CHAZOP (Control Hazard and Operability Study) identifies hazard and operability issues associated with control and computer systems. It follows the same methodology as HAZOP, however, using appropriate documents and Guidewords.

CHAZOP documentation requirements include: Control System Network Architecture Schematic, Cause & Effect Charts, Control / SIS Block Diagrams, ESD/ F&G interface & electrical protection schematics, Alarm / Signal List, Control Philosophy / Narratives

Delta-HAZOP (‚HAZOP Revalidation‘ or ‚HAZOP-by-Difference‘) is method of updating the HAZOP for existing (or similar plant), while ensuring the conclusions of previous HAZOP studies remain valid and are not lost. It requires a clear understanding of changes compared to the previous HAZOP, which are generally documented via MOC procedures.

The following information should be available:

• Overview of changes made since the last HAZOP (preferably as mark-up of current PIDs)
• Is MOC up to date?
• Were there any changes to an alarm or safety system?
• Did any of the changes require modification to:
  • Op. Conditions outside the operating range?
  • Chemistry of the process?
  • Timing or sequencing of the operations?
  • Maintenance procedures or staffing level?
• Does the change affect safety or the environment?
• Operator experience, Lessons learned, Root-cause analysis?

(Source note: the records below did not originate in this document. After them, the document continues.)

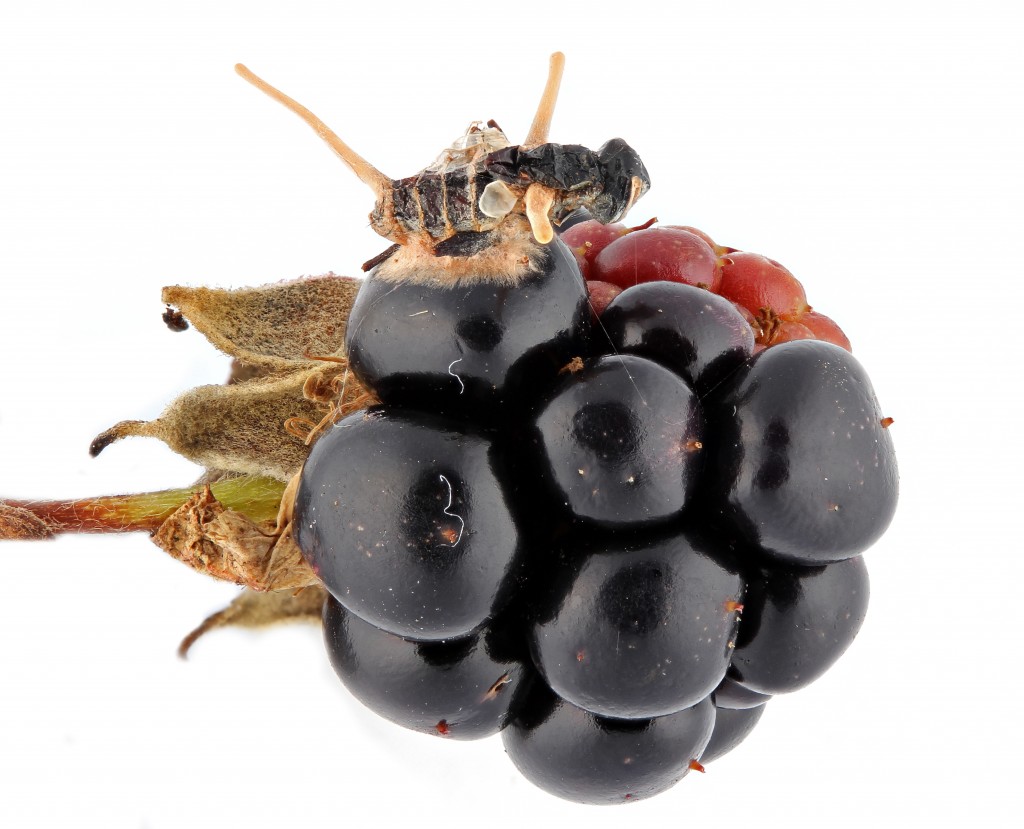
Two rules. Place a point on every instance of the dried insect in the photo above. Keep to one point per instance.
(455, 206)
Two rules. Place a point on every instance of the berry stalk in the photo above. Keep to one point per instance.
(256, 497)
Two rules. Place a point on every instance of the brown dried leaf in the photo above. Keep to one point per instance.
(231, 547)
(253, 609)
(275, 325)
(238, 427)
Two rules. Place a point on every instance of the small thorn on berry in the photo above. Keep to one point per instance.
(174, 319)
(502, 681)
(643, 226)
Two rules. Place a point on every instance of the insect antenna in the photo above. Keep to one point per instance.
(542, 121)
(538, 198)
(368, 174)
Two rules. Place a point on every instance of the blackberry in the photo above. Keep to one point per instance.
(605, 493)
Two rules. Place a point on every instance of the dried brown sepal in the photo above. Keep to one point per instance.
(20, 524)
(240, 427)
(253, 609)
(274, 325)
(231, 547)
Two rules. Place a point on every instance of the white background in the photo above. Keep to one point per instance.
(873, 148)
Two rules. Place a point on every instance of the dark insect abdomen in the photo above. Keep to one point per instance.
(561, 167)
(442, 202)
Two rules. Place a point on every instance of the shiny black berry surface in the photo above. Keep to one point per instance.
(638, 629)
(732, 726)
(469, 346)
(801, 461)
(591, 759)
(615, 561)
(461, 688)
(622, 441)
(698, 335)
(797, 622)
(406, 521)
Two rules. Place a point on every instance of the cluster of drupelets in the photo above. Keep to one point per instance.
(610, 534)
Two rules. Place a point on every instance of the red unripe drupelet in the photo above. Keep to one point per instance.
(588, 238)
(758, 282)
(658, 254)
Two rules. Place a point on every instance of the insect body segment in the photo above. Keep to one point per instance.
(451, 207)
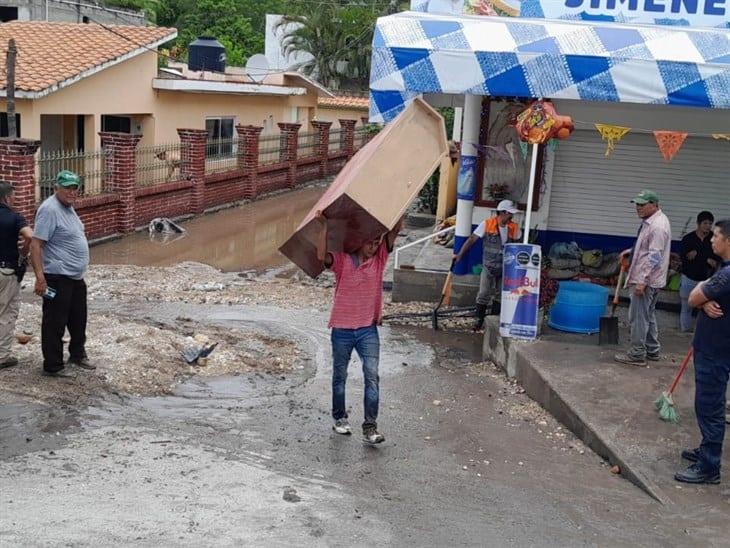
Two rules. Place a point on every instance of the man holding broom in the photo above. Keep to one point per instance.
(712, 364)
(495, 233)
(356, 314)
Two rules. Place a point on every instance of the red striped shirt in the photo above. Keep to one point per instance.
(358, 290)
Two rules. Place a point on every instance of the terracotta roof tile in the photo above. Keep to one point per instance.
(344, 101)
(49, 53)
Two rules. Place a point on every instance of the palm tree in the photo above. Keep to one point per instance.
(337, 35)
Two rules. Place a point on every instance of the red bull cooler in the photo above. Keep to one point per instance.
(520, 291)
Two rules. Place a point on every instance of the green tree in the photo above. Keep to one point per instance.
(338, 35)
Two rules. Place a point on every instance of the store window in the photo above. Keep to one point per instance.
(4, 124)
(118, 124)
(504, 159)
(220, 136)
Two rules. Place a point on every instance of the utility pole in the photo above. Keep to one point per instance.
(10, 88)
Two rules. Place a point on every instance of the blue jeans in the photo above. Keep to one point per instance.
(711, 376)
(366, 342)
(685, 316)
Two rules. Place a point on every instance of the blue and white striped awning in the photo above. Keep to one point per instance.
(415, 53)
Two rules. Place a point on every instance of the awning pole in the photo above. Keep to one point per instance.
(530, 194)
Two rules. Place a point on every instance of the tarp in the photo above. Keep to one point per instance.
(415, 53)
(374, 189)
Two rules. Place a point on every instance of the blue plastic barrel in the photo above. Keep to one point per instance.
(578, 307)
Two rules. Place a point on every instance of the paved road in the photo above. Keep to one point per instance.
(251, 460)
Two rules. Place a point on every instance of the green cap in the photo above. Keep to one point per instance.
(67, 178)
(645, 197)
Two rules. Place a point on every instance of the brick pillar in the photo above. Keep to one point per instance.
(248, 157)
(322, 148)
(121, 167)
(17, 166)
(289, 143)
(192, 164)
(348, 136)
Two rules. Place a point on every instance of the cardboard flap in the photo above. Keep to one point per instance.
(375, 188)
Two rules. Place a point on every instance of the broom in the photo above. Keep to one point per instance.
(664, 403)
(445, 296)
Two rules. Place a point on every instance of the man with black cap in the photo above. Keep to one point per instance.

If significant changes have taken place, a new HAZOP (redo) should be done.

EHAZOP (Electrical Hazard and Operability Study) identifies hazard and operability issues associated with electrical systems. It follows the same methodology as HAZOP, however, using appropriate documents and guidewords.

EHAZOP documentation requirements include: Single line diagrams, Layouts, Consumer Load List (normal/essential),  ESD/ F&G interface & electrical protection schematics

EHAZOP may include:

• SAFAN – Safety Analysis
• SYSOP – System security and operability review
• OPTAN – Operator task analysis

Cyber-HAZOP (or Cyber-PHA) identifies cybersecurity risks associated with an Industrial Control System (ICS) or Safety Instrumented System (SIS). It follows the same methodology as HAZOP, however, using appropriate documents and guidewords in accordance with IEC 62443.

Cyber-HAZOP documentation requirements include: System Architecture Diagram, Zone & Conduit Drawings, Cyber Network Schematics

HAZID (Hazard Identification) is a method for general hazard identification normally carried out prior to HAZOP (HAZOP focuses more on process hazards). HAZID allows a high level evaluation of risk at an early stage of a project, covering issues such as: facility siting, human factors, MAH scenarios, environmental impact and best engineering practices. It follows the same methodology as HAZOP, however, using appropriate documents and Guidewords.

HAZID documentation requirements include: Location and Layout Plans, Process Flow Diagrams, MSDS for handled fluids, Table of Emissions (Air, Water, Ground, Noise, etc.)